At ten or eleven or twelve,
setting out for perch or smelt,
quicksilver flashes, lip snagged,
something worthy of a frying pan,
collectively a dinner, if not singly,
or the slow reeling of dark weight
until a halibut's quick pancake flip
presents pallid mouth and belly flesh.
Hooks baited with fillets of raw bacon,
oily aphrodisiac cast in polluted water,
we, angling from an eight-foot pram,
young Hemingways next to the docks,
catching bullheads in the north channel,
unhooking them with our bloody fingers,
as they'd attempt to breathe an atmosphere,
unfamiliar medium unsuited to their needs.

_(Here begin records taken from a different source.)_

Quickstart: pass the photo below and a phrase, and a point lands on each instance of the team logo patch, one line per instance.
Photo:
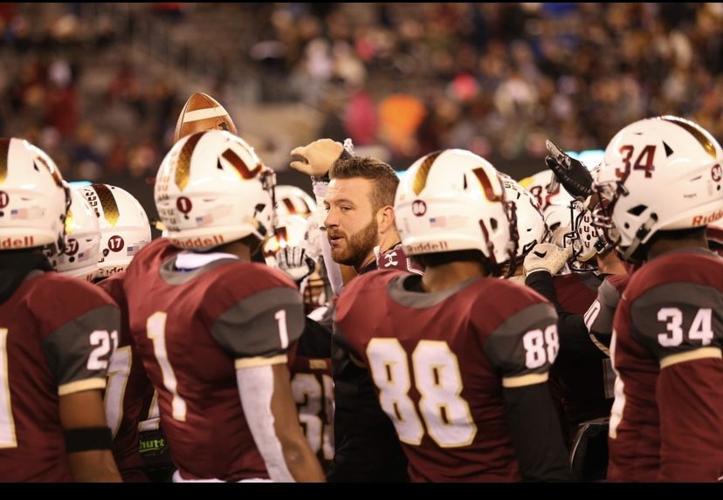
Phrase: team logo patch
(184, 205)
(116, 243)
(419, 208)
(716, 173)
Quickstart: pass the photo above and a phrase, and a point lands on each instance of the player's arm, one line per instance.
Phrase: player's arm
(541, 264)
(257, 332)
(599, 316)
(78, 354)
(681, 324)
(316, 159)
(522, 349)
(271, 414)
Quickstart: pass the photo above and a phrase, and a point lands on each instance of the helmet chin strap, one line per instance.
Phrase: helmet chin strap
(640, 235)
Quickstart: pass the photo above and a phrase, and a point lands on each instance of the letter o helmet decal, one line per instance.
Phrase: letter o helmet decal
(419, 208)
(184, 205)
(715, 173)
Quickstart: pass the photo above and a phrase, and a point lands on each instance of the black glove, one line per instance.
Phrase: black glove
(294, 262)
(572, 174)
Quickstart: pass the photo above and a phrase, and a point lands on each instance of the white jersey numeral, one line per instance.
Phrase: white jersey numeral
(541, 347)
(105, 344)
(307, 392)
(700, 329)
(118, 373)
(8, 439)
(439, 382)
(156, 331)
(283, 333)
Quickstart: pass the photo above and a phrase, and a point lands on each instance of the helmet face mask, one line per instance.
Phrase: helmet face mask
(212, 189)
(454, 200)
(34, 198)
(124, 226)
(586, 239)
(81, 243)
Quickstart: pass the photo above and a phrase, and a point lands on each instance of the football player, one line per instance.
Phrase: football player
(459, 359)
(661, 186)
(530, 225)
(357, 194)
(57, 334)
(310, 356)
(124, 230)
(79, 257)
(213, 328)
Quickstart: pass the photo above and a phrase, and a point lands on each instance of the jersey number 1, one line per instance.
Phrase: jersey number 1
(156, 331)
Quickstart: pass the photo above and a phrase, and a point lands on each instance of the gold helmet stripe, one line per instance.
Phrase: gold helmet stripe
(4, 151)
(108, 203)
(183, 164)
(486, 184)
(420, 180)
(695, 132)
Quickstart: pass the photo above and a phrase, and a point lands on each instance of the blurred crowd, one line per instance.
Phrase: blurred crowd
(497, 79)
(500, 78)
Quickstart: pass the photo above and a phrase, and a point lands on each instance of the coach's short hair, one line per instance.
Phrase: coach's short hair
(381, 174)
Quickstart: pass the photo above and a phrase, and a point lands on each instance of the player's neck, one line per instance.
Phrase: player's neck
(388, 239)
(237, 248)
(610, 263)
(444, 276)
(663, 245)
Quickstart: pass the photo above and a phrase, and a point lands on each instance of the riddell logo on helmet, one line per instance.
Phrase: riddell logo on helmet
(429, 247)
(25, 242)
(702, 220)
(198, 242)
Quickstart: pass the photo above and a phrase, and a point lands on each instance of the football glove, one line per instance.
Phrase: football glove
(572, 174)
(546, 257)
(316, 158)
(295, 262)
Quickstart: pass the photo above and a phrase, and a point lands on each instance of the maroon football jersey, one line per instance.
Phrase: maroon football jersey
(578, 381)
(439, 362)
(667, 419)
(715, 239)
(313, 390)
(56, 337)
(129, 393)
(395, 258)
(192, 329)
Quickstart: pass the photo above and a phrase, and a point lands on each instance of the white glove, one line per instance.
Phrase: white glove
(316, 158)
(294, 262)
(546, 257)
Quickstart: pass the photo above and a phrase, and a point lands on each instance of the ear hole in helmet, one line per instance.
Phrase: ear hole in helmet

Once released, they'd disappear below,
residents of the shallows, no longer aliens,
yet soon caught again by insatiable appetite,
relieved occasionally by a wayward stingray,
another denizen of nightmares freed yet again,
as we played out this ritual day after day,
keenly expectant, as only the young can be:
our luck would change and we'd be fed instead.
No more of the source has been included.